En ese entonces en Europa considerábamos al vino algo tan normal y saludable como la comida, además de una bebida capaz de brindarte felicidad, bienestar y placer. Beber vino no era un esnobismo ni un signo de sofisticación ni de cultura; era algo tan natural como alimentarse y, para mi, tan necesario como eso. No se me hubiera ocurrido sentarme a comer algo sin beber, ya sea vino, sidra o cerveza. Me encantaban todos los vinos, excepto los vinos dulces o los que eran muy pesados.
Roald Dahl
Conocido por los libros para niños como “Charlie y la Fábrica de Chocolate”, Dahl también escribió historias perversas e ingeniosas para adultos. “El gusto” gira en torno a una apuesta entre dos conocedores del vino sobre la identificación de una botella «misteriosa» y el esnobismo del vino.
Richard Pratt era un famoso gourmet, presidente de una pequeña sociedad gastronómica conocida por «Los epicúreos», que mandaba cada mes a todos sus miembros un folleto sobre comida y vinos. Organizaba comidas en las cuales eran servidos platos opíparos y vinos raros.
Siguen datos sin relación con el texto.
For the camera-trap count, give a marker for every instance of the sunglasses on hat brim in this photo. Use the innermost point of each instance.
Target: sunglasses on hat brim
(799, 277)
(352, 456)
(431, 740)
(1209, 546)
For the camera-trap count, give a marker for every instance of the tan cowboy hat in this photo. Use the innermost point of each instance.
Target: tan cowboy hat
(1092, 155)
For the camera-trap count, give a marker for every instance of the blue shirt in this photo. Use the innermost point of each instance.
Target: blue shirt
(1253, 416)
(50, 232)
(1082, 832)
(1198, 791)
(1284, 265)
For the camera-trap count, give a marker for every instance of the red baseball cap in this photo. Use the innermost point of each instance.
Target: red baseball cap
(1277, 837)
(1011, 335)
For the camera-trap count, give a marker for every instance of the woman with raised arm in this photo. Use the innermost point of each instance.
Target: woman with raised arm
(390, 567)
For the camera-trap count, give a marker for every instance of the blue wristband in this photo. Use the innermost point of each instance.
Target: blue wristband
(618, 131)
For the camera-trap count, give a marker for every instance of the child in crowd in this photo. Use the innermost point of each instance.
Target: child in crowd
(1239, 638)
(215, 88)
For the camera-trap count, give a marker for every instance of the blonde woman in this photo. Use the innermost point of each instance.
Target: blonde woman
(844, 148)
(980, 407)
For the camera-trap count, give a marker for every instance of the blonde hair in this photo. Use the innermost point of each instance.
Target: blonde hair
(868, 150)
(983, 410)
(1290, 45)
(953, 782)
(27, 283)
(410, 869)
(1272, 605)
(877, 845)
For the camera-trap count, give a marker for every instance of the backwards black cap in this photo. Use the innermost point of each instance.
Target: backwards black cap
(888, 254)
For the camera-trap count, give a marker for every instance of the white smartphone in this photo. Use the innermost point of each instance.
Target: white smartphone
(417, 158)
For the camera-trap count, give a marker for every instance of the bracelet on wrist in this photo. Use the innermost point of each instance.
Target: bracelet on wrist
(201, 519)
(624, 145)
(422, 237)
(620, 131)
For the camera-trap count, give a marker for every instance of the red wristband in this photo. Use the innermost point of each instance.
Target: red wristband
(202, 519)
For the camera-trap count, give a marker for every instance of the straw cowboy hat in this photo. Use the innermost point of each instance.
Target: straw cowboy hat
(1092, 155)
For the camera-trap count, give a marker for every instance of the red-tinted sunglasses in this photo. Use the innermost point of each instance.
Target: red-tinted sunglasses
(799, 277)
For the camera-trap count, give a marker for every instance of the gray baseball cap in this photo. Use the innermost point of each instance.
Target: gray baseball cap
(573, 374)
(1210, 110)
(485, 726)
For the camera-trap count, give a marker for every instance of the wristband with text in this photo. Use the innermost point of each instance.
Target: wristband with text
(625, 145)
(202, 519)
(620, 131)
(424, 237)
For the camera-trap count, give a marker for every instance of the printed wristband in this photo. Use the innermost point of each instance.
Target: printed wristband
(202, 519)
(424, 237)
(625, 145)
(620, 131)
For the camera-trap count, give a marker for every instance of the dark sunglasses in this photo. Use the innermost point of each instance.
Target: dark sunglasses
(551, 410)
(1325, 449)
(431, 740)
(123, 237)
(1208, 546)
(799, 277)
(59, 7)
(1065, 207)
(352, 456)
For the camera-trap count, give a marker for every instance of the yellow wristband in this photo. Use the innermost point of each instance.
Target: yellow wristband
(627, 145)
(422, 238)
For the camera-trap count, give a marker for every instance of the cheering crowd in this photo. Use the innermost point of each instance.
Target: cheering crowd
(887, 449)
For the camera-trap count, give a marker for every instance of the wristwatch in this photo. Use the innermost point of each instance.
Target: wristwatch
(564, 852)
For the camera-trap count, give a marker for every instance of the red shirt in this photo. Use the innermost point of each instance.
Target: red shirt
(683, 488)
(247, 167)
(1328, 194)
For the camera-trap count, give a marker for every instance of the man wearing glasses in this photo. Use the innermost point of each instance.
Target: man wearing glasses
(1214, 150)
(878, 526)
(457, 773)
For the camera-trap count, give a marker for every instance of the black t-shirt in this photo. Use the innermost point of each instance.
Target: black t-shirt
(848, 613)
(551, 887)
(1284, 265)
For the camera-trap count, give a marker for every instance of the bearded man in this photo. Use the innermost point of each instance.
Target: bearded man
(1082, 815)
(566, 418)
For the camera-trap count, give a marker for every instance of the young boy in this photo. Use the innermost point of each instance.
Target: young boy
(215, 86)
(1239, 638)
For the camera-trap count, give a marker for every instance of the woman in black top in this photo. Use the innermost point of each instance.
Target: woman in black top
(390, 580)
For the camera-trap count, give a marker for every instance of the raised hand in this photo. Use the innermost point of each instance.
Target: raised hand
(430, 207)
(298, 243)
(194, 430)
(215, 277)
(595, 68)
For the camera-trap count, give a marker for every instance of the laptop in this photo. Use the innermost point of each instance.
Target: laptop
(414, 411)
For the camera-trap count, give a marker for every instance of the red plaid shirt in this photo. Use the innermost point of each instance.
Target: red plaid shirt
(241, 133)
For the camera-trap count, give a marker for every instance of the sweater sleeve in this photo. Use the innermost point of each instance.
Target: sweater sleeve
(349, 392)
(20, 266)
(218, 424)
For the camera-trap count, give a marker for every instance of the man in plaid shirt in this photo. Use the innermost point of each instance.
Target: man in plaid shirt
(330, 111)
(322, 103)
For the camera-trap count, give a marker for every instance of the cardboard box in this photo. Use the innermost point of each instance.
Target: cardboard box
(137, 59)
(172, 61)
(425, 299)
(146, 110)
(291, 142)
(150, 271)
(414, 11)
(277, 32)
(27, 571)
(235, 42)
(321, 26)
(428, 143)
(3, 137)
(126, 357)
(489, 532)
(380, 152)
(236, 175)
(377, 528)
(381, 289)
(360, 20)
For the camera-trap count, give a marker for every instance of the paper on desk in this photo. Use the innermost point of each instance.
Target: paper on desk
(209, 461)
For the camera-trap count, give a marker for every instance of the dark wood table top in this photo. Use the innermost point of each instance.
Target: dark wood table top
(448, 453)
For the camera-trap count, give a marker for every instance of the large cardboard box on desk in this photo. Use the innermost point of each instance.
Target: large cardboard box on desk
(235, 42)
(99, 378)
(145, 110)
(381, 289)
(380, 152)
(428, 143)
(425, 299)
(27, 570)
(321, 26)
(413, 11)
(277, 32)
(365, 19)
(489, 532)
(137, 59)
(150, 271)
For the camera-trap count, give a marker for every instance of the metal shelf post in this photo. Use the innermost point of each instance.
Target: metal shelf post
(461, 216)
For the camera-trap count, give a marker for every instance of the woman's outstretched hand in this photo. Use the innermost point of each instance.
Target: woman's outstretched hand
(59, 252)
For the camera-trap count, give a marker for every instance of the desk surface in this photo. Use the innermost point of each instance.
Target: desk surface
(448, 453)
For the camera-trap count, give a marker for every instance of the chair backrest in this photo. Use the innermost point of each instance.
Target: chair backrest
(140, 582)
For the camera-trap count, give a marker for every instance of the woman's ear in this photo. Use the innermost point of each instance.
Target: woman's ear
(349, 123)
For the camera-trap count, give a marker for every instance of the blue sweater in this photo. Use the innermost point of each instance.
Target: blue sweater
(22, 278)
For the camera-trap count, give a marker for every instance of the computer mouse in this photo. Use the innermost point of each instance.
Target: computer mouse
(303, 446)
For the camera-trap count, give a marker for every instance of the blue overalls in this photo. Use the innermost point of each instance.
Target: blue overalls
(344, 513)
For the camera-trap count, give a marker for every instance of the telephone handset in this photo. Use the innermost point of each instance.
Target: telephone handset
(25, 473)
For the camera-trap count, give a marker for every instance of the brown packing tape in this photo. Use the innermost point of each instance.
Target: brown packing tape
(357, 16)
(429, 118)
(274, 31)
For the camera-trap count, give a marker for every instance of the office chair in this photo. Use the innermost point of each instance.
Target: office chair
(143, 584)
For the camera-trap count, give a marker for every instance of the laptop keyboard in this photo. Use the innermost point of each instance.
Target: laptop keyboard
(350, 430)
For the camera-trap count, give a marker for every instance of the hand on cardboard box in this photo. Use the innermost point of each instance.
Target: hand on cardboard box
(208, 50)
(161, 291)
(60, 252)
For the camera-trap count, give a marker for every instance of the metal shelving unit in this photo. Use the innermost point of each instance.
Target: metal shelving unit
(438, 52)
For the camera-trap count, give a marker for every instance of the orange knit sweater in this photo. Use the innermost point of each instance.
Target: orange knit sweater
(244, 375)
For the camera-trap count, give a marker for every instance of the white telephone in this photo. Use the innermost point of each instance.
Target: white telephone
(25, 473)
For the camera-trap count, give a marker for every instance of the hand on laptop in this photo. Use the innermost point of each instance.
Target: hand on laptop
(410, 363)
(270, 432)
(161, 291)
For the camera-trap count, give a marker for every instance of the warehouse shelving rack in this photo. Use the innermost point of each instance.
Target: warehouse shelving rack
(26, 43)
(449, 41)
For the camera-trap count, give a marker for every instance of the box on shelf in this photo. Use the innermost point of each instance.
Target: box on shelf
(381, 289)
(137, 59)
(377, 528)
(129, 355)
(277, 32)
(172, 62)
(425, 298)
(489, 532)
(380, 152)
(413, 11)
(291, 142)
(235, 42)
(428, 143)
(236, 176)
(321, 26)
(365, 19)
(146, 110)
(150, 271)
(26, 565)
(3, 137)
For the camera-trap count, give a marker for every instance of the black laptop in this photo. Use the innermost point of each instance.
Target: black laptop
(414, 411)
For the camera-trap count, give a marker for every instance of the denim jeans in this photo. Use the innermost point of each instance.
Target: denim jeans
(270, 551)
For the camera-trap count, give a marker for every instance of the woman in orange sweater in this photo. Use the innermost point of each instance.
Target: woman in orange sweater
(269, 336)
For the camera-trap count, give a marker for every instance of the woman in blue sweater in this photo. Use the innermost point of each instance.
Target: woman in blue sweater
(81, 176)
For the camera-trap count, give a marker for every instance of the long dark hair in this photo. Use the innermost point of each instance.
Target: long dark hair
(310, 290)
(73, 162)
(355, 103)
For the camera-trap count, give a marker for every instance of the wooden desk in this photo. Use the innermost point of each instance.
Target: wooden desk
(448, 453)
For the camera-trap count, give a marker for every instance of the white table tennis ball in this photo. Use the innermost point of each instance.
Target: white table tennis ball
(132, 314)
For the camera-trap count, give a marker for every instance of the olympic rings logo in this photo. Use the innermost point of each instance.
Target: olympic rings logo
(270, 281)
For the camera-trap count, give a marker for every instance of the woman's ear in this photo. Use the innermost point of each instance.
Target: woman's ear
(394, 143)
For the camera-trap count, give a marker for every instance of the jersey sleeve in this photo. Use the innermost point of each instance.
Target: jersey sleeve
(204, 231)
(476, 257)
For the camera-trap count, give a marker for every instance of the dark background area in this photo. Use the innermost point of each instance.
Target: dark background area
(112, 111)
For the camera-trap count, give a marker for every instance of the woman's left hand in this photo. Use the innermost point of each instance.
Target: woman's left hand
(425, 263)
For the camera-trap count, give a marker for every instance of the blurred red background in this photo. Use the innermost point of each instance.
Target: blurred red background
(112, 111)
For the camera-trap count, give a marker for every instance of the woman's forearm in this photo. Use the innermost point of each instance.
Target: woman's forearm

No fumaba por terror a dañar su paladar, y cuando discutía sobre un vino tenía la costumbre, curiosa y un tanto rara, de referirse a éste como si se tratara de un ser viviente. «Un vino prudente —decía—, un poco tímido y evasivo, pero prudente al fin.» O bien, «un vino alegre, generoso y chispeante. Ligeramente obsceno, quizá, pero, en cualquier caso, alegre».
Naturalmente, la cantidad de autores que podrían integrar esta lista es muy numerosa. Quedaron fuera otros como James Joyce, Charles Bukowski, Baudelaire y Jane Austen. Esta última, en su novela Emma, dice que uno de sus personajes «había bebido el vino suficiente como para elevar su espíritu, pero en absoluto como para confundir su inteligencia«.